Big Visions, Little Visions, Second Life's Failure

Gone to his Head
Location: Hollering, at the Rebel Yell

I've written, at the VWER site, a long analysis of Second Life's failure to become the sort of disruptive technology that Philip Rosedale envisioned.  I'm thinking of Tim Wu's term for technologies that create entire new industries building a system to replace older forms of communication.

Other than a smug image of my avatar and a Philip-Rosedale parody-bot at the Burn 2.0 arts event, I think--think--I kept my snark in check.

I hope my claims about SL are not mere sour grapes over the end of Richmond Island in SL and the departure of so many educators from that technology.  It's premature to say we victors write the histories, because educators are still using SL and will, while OpenSim is very much a pioneer's environment. Moreover, Linden Lab might still recapture a niche market they are losing now and make their metaverse the standard-bearer.

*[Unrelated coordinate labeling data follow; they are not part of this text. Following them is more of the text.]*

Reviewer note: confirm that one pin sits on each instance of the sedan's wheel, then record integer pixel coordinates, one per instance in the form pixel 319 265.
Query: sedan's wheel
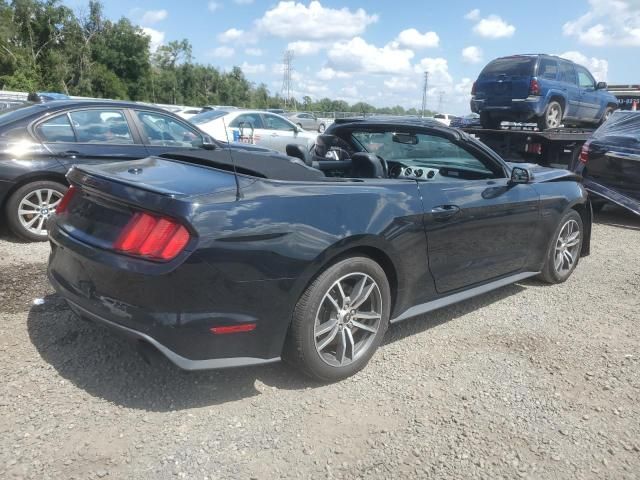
pixel 564 252
pixel 31 206
pixel 552 117
pixel 340 320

That I doubt. Read the article and I'll explain why.

2 comments:

Novella Greymyst said...

You know Iggy, I see your comments almost on a daily basis, subscribe to your blog and I hate to say it, but you are snarky and sound sour grapes/bitter. I am not a big LL fan, but I wince whenever I see your comments – I know I’m going to hear a lot of vitriol and not learn much new. I don't know if you mean to come off this way, but boy it sounds like you a chip on your shoulder. I have attempted over the last few months to listen to your comments in order to learn from your experience, but all I've learned is that you don't like LL – a lot.

Your SL and the SL I experience are two different things...sorry, just being an honest reader

Iggy O said...

It's a fair barb you stick in me, Novella. There is a chip there, to be sure. I was just irked mildly at LL in 2010, and I had been planning to bring a class back to SL this semester.

Then Philip attended the SLCC education session and tried to make good with educators, even as LL prepared to double tiers for nonprofits and education.

Perhaps he was but one member of LL's board--though an important one--and voted against the decision. We'll never know, and perhaps at SLCC he was doing whatever preventative damage control ahead of the tier announcement that he could.

I'm not the only educator feeling betrayed by the failure of SL to become something useful to us.

If SL suits your needs and you are having fun, I sincerely wish you luck there. As you can tell, however, mostly this blog is moving on to other worlds where I'm spending more and more time.

I will, honestly, try to be more temperate in future posts, especially since they'll have more to do with other grids.